In this article, we will analyze the experience of writing a tool that allows, with a minimum of effort and time, to automate a wide range of routine tasks.
Foreword
It took me a bot to perform several tasks demanding on logic and speed of reaction. I didn't want to go into the API and pick the program binaries. It was decided to go through visual automation. I found several bots, but none of them came up to my requirements, being either too slow, or the script part was severely curtailed or there was insufficient functionality to work with the visual component. Since I had a successful experience of using a visual bot in the past (albeit slow and severely curtailed in the script part), I decided to make my implementation.
Required at the beginning of the functional ')
The following features were needed:
Clicking the mouse, moving the cursor, pressing the buttons.
Simulate keyboard keystrokes.
The ability to search on the screen for a previously prepared piece of a picture, for example, an icon or a letter, and if it finds one, let it do anything with this information.
A script interpreter so that you can simply describe the algorithm of actions and do not need to be compiled time after time.
Existing analogues
There are a number of analogues, but each of them has its own advantages and disadvantages. Consider the most functional:
Sikuli - has a huge set of useful features, a convenient scripting Python language and syntax, cross-platform with some reservations, However, the initial task required exactly the reaction rate, which he could not provide for the most part due to Tesseract. The second problem is binding to Java 1.6, which will not allow translating it without dancing with a tambourine to 1.7 or 1.8, for example. The older version of Jython is also not particularly happy, although 2.5.2 is not so much outdated.
The rest of Sikuli is a great tool, I advise everyone!
AutoIt - uses Basic for scripting.
Kulibins on the forums made it possible to look for pictures on the screen, unfortunately this function did not meet my requirements due to unnecessary simplifications and a lot of restrictions.

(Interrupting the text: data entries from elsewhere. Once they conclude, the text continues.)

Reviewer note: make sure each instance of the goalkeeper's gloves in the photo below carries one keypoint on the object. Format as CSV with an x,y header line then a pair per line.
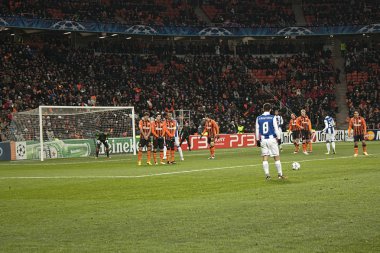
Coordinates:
x,y
258,143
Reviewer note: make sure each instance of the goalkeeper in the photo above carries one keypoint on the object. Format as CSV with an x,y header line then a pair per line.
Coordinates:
x,y
102,137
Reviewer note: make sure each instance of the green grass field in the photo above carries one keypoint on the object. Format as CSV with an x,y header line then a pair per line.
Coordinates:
x,y
332,204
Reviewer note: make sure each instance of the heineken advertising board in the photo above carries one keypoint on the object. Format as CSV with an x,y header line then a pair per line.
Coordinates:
x,y
72,148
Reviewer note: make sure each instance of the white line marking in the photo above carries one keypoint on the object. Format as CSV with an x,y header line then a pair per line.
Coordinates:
x,y
167,173
103,159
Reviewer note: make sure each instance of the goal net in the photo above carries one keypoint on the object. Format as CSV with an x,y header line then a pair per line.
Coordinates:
x,y
70,131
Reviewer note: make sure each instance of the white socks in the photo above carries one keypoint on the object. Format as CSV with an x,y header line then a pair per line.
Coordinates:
x,y
180,152
164,152
278,167
266,167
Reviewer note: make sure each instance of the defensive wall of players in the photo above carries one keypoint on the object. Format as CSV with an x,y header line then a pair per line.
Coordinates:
x,y
86,147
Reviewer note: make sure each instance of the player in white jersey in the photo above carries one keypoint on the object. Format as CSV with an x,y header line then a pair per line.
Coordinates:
x,y
176,142
268,137
329,130
280,123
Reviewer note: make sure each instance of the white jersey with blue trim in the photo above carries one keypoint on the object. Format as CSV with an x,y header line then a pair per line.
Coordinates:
x,y
280,121
266,127
329,125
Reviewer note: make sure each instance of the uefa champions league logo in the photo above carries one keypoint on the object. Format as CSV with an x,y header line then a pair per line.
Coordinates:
x,y
294,30
214,31
141,29
3,23
374,28
68,25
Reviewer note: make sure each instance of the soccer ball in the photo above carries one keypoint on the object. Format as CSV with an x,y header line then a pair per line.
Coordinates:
x,y
3,22
374,28
294,30
296,166
68,25
141,29
214,31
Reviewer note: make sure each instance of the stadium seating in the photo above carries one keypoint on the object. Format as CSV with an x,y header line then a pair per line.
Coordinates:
x,y
341,12
231,88
363,85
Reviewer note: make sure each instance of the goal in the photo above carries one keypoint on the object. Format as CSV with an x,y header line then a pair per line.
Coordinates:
x,y
70,131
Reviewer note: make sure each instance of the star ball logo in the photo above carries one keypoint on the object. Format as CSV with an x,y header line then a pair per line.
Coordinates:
x,y
20,150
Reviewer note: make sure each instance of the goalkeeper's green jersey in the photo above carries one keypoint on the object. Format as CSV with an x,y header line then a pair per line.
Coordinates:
x,y
102,136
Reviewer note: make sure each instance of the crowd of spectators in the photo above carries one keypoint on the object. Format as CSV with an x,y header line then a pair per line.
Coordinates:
x,y
341,12
231,88
147,12
227,13
363,82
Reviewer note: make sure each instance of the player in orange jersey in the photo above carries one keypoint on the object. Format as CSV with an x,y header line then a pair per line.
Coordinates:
x,y
295,130
358,128
170,129
212,129
145,132
158,132
304,123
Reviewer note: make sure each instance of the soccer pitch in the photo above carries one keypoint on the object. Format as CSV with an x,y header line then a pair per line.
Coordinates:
x,y
331,204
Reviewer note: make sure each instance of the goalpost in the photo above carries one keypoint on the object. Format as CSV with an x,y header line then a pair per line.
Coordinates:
x,y
70,131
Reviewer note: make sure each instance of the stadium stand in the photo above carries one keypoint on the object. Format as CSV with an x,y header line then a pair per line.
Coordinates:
x,y
341,12
156,78
363,84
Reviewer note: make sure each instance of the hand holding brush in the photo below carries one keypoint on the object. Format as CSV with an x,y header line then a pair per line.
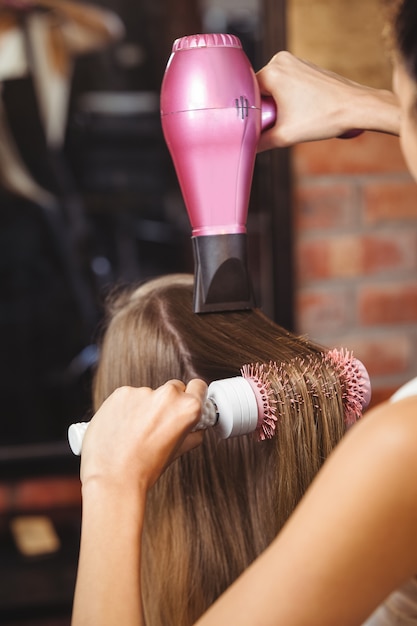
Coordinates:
x,y
251,402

It works only under Windows, requires installation.
Requires compiling for use on other machines, there is no way to quickly correct the script, if AutoIt is not installed.
AutoHotKey - uses its syntax for writing scripts, which still need to be studied for a long time, it would be more correct to call it “horrible”. It is difficult to do anything with really extensive logic without proper habit. The search for pictures on the screen is too curtailed and did not fit my needs.
It has several ports for Linux / Unix systems, requires installation
Clickermann - uses its own language to write scripts that still need to be learned. Due to simplifications, functionality has been reduced, for example, the same http requests.
There is no search for pictures on the screen, although there is a primitive search for pixels.
UOPilot - attached to the processes that did not suit me, there are diseases like Clickermann. No cross-platform, large scripts are not convenient to write.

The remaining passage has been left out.